The problem, Guffey said, is that he routinely hears only the opinions of certain residents — those willing to attend public hearings and who don’t shy from speaking out. While that’s helpful and important to the process, the county planner said he worries that he’s not getting the complete picture.
“Certain people tend to dominate public hearings, and it’s generally the same people each time,” Guffey said, adding that he believes it is vital to find ways to include people who might be uncomfortable speaking publicly on potentially divisive subjects.
That’s exactly what Carla Norwood, former director of the Franklin-based Little Tennessee Watershed Association, and husband Gabriel Cumming have been trying to discover how to do. Norwood and Cumming are graduate students at the University of North Carolina at Chapel Hill.
Guffey’s desire to include more Macon County residents in decisions about land planning helped shape Norwood’s doctoral research, which has focused on understanding how Macon County’s permanent residents view the changes that population growth and increased development are bringing to their community.
Macon County has experienced an approximately 7 percent increase in growth each year for the past decade, Guffey said.
“We had had many conversations about how to get more people involved in meaningful discussions about how the community was changing, which helped to inform the research we’ve been doing,” Norwood said. “And the core of the issues in Macon County — how to encourage conversations about and protection of shared resources such as water quality, the beauty of the landscape, that just about everyone values, but that are being degraded by the cumulative impact of uncoordinated actions — is something that many, many communities are thinking about.”
Norwood and her husband wanted to reach those people not likely to participate in public hearings. In January, they started sending the first of 1,800 surveys to a random sample of permanent Macon County residences. They included $1 to help with postage, and also followed up with reminders.
Surveys are being accepted through this week. So far, the couple has received about 50 percent. The questions include the following:
• Do you think county leaders pay enough attention to citizens’ opinion on land use issues?
• Should Macon County’s leadership do more or less to address growth?
• How would you feel most comfortable sharing your opinions about growth with county leaders?
Norwood said that the final question yielded the following results (other questions in the survey are still being tabulated):
• Twelve percent said they’d like to send in photographs that show types of development they think are desirable or undesirable.
• Sixteen percent they’d prefer small group discussions at a meeting where comments are recorded.
• Ten percent would like to make written comments at a meeting.

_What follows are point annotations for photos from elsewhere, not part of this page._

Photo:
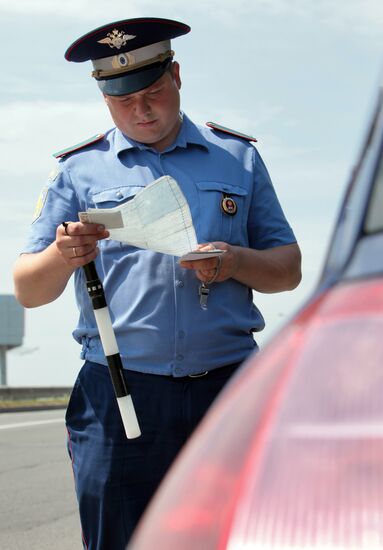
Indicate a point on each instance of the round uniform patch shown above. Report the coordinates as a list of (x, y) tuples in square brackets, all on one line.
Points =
[(229, 206)]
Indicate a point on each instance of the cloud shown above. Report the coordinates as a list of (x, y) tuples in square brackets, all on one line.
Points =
[(353, 16)]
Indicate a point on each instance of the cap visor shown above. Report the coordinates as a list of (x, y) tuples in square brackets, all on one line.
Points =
[(132, 82)]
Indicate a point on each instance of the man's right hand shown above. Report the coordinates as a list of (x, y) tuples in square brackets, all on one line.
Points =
[(76, 242)]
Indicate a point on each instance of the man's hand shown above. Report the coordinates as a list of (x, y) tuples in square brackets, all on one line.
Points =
[(215, 269), (76, 242), (271, 270)]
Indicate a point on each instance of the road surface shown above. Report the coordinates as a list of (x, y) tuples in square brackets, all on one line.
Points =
[(38, 508)]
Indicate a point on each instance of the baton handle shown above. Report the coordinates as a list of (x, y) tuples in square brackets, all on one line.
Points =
[(112, 354)]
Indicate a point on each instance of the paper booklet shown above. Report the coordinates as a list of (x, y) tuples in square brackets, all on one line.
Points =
[(158, 218)]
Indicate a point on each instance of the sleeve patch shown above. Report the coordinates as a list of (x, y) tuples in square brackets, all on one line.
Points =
[(215, 126), (40, 203)]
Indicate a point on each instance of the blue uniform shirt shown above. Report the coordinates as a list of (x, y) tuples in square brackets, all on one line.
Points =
[(154, 303)]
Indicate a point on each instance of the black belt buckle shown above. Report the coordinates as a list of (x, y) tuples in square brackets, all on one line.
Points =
[(200, 375)]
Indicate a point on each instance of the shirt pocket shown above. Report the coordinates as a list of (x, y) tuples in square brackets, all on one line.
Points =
[(213, 224), (109, 198)]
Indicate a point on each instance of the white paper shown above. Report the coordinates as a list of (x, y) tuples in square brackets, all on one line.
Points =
[(158, 218), (201, 255)]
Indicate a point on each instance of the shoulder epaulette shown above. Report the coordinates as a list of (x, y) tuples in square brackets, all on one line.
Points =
[(216, 126), (67, 150)]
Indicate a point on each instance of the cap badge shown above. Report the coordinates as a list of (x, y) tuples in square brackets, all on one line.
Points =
[(116, 39)]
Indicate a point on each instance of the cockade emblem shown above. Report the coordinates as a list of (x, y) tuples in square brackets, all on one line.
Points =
[(116, 39)]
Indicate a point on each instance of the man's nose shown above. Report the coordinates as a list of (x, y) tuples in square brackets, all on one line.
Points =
[(142, 106)]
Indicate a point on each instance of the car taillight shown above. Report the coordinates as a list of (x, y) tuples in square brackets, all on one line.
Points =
[(291, 455)]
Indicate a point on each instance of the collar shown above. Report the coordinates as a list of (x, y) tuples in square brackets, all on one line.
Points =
[(189, 135)]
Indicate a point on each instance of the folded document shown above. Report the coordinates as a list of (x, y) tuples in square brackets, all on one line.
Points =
[(158, 218)]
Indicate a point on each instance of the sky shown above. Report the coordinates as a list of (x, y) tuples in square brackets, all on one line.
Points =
[(300, 75)]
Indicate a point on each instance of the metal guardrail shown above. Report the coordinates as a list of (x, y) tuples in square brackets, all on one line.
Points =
[(20, 393), (22, 399)]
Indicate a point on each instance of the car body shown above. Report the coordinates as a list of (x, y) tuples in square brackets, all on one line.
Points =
[(290, 456)]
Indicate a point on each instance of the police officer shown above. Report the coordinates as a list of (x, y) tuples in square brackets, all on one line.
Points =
[(183, 329)]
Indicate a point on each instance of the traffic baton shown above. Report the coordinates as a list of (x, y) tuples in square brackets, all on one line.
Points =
[(112, 354)]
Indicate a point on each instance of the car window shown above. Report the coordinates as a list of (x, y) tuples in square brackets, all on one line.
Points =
[(374, 218)]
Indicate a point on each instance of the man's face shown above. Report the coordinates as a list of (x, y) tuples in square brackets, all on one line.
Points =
[(150, 116)]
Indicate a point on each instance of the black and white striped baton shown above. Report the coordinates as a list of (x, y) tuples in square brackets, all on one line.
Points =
[(112, 354)]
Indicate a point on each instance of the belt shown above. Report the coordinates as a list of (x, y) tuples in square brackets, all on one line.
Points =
[(219, 370)]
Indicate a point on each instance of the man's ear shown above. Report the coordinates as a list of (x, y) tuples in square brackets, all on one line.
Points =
[(175, 71)]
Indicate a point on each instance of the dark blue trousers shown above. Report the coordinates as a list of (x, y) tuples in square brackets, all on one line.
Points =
[(116, 477)]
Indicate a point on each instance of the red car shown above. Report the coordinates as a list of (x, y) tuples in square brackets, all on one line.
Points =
[(290, 456)]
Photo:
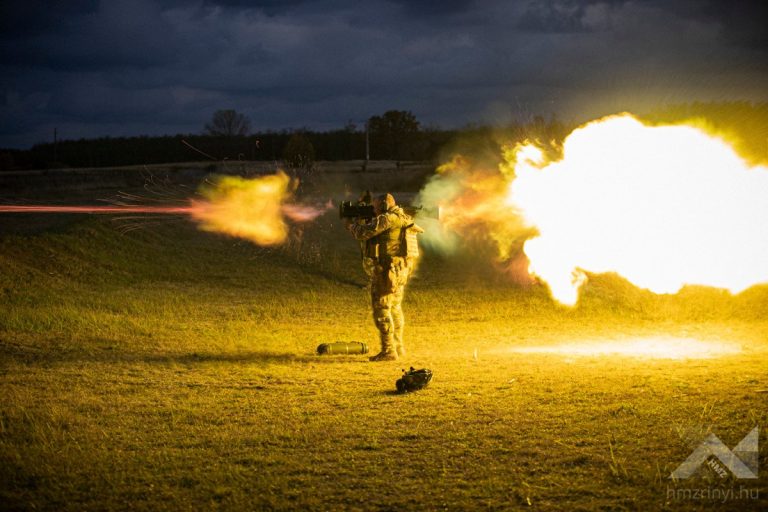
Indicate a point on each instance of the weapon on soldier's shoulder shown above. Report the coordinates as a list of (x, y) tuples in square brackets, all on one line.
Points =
[(350, 210), (422, 211)]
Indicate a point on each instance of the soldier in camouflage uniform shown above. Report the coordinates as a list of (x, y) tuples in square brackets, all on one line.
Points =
[(383, 237)]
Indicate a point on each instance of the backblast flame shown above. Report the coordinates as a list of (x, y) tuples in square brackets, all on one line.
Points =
[(663, 206)]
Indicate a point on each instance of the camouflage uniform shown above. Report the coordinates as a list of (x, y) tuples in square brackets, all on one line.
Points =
[(389, 275)]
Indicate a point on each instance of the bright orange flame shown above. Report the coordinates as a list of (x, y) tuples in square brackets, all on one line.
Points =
[(251, 208), (663, 206)]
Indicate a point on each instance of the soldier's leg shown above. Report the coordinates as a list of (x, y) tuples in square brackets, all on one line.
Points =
[(381, 304), (398, 320)]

• Eleven percent preferred speaking at public meetings in town.
• Eleven percent would speak at meetings in fire departments or community clubs.
• Thirty-six percent wanted to fill out written surveys.
• Four percent said “other.”
Norwood said the survey follows up on an intensive public engagement process undertaken in 2004-2006, the Little Tennessee Perspectives. In addition to researching perspectives on growth and other issues, Norwood said the couple wanted to explore how similar (on growth and development issues) residents who participated in the Little Tennessee Perspectives project are to those who didn’t participate.
A chunk of the survey analysis will be completed within the next month, Norwood said, with the remainder done by next fall.
The graduate student said she and her husband are trying to determine the best ways to make the information available to the community and interested elected officials and community organizations.